Fiber opticsResearchers at Bell Labs have managed to transfer optical data at the incredible rate of 16.4 Tbps over a 2,550 km distance (1,584 miles).

That is 2.05 terabyte (2,050 gigabyte) per second, which is leaps and bounds ahead of what normal network equipment can currently handle.

What 16.4 Tbps transfer speeds are capable of

To give you some perspective of how blazingly fast such a connection is, here are some examples of how long it would take to transfer some common storage media over it:

    • One DVD (4.7 gigabyte) – 2.3 milliseconds
    • One Blu-ray Disk (50 gigabyte) – 24.4 milliseconds
    • One 500 gigabyte hard drive – 244 milliseconds


Once the internet is capable of these kinds of transfer rates, almost instant backups and synchronization over the internet will be possible.

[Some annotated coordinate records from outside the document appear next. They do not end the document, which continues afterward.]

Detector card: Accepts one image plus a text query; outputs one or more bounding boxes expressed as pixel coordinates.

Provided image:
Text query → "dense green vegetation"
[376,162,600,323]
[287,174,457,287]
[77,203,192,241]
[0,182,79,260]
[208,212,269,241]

This is also good news from an uptime perspective, which lies close to our hearts (Pingdom being an uptime monitoring service). Lightning-fast data synchronization between multiple data centers is a Good Thing ™, especially for websites and services that use more than one location to provide redundancy.

Google could stop using FedEx

In a previous post (FedEx still faster than the internet) we explained why sometimes it’s faster to carry data on disks from one location to another (often called sneakernet) than transferring it over the internet.

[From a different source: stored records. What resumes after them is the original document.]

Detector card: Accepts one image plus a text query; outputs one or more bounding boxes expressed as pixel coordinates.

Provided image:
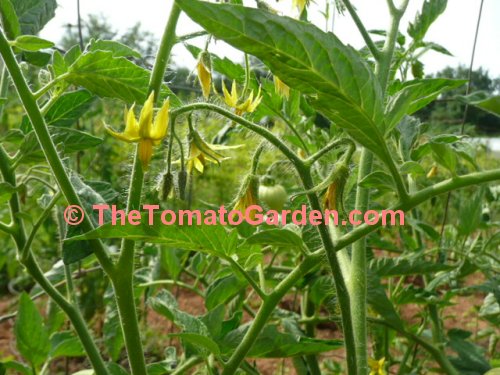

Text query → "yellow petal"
[149,99,170,141]
[124,104,139,138]
[139,139,153,169]
[247,87,262,113]
[231,80,239,107]
[139,92,154,138]
[193,158,205,173]
[222,80,238,108]
[196,52,212,99]
[273,76,290,99]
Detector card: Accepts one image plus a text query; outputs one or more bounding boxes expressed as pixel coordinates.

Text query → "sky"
[41,0,500,77]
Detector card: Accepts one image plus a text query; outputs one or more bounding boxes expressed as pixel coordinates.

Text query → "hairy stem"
[0,146,108,375]
[222,255,321,375]
[0,31,114,272]
[350,1,408,375]
[111,2,181,375]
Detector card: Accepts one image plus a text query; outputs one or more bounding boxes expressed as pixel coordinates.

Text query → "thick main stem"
[347,2,408,375]
[111,2,181,375]
[222,256,319,375]
[0,145,108,375]
[299,170,359,375]
[0,31,113,272]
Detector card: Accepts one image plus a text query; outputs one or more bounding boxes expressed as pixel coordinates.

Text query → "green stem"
[171,103,304,169]
[111,2,181,375]
[139,280,205,297]
[149,1,181,101]
[342,0,380,60]
[299,170,358,375]
[301,288,321,375]
[328,169,500,254]
[0,146,108,375]
[0,31,114,273]
[349,148,373,375]
[344,0,408,375]
[227,258,267,300]
[222,255,321,375]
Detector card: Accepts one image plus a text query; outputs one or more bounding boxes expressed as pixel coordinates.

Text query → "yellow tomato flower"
[222,81,262,115]
[186,131,241,173]
[104,93,170,169]
[292,0,307,14]
[196,51,212,99]
[273,76,290,99]
[368,358,387,375]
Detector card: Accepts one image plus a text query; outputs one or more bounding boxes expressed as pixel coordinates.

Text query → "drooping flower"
[186,131,241,173]
[323,163,349,214]
[368,358,387,375]
[273,76,290,99]
[222,81,262,115]
[426,165,438,178]
[292,0,307,14]
[233,174,259,220]
[104,92,170,169]
[196,51,212,99]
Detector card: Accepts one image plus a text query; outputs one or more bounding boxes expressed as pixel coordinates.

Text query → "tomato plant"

For example, Google uses FedEx to transfer massive amounts of Hubble space telescope data. It’s actually faster for them to send the 120 terabyte of space telescope data with overnight delivery than transferring it over the internet.

From our previous post:

[Google] sends actual physical disk arrays via regular mail, something they have dubbed, for fun, FedExNet. This allows them to get the data within 24 hours.

To transfer the same amount over the internet in 24 hours, Google would have to be able to achieve transfer rates of more than 11 gigabit/s running constantly maxed out. On a regular 100 megabit connection, transferring 120 terabyte of data would take almost four months (111 days).

However, with the transfer rates that Bell Labs achieved, it would only take one minute to transfer those 120 terabyte of data. Google could probably live with that… 🙂

(Photo courtesy of Wysz.)


  1. There are new memory technologies in the pipeline (like MRAM) which merge hard disk non-volatility with DRAM (or even SRAM) speeds. By the time such a fiber network gets deployed (we still have an obscene amount of dark fiber in the ground today in the US that isn’t even used), the ability to receive such data rates will be available.

    The bigger concern is whether such networks will ever see the light of day *in the USA*. Other countries like Korean, Singapore, various European, sure they will get it because they place the value of the utility above the value of lining the pockets of a small group of outdated and backward telecom giants. There is only a 50-50 chance the US will ever benefit from this.

    The fact that so much dark fiber goes unused already is evidence and example of what resistance such technology will face. You can already see the gears turning in the telecom world: “Fedex charges $30 for a package so we should charge the equivalent or more (because it’s faster)…” which of course is how the we the Bell telephone system that made it illegal to own your own phone or connect non-Bell equipment like modems to the network.

    In contrast, it was the unlimited, nearly unmetered bandwidth economic model that created the Internet and enabled it to do *all* the things it does, which is in direct opposition to the Bell model and precisely why AT&T, et al, are fighting net neutrality and trying to wall off the net so that is looks like your cell phone’s internet rather than your ISP’s.

  2. Dont kid yourself… they will get it in the US… and offer it to all …. AT THE RIGHT PRICE!!! but this will also wait until machines are capable of reading info that fast!!

  3. How much will this cost to setup all the system from home to home? Are all the peopel willing to pay for it? Even the cable companies have problems to funding this, I think it would cost billions of dollars to get it done.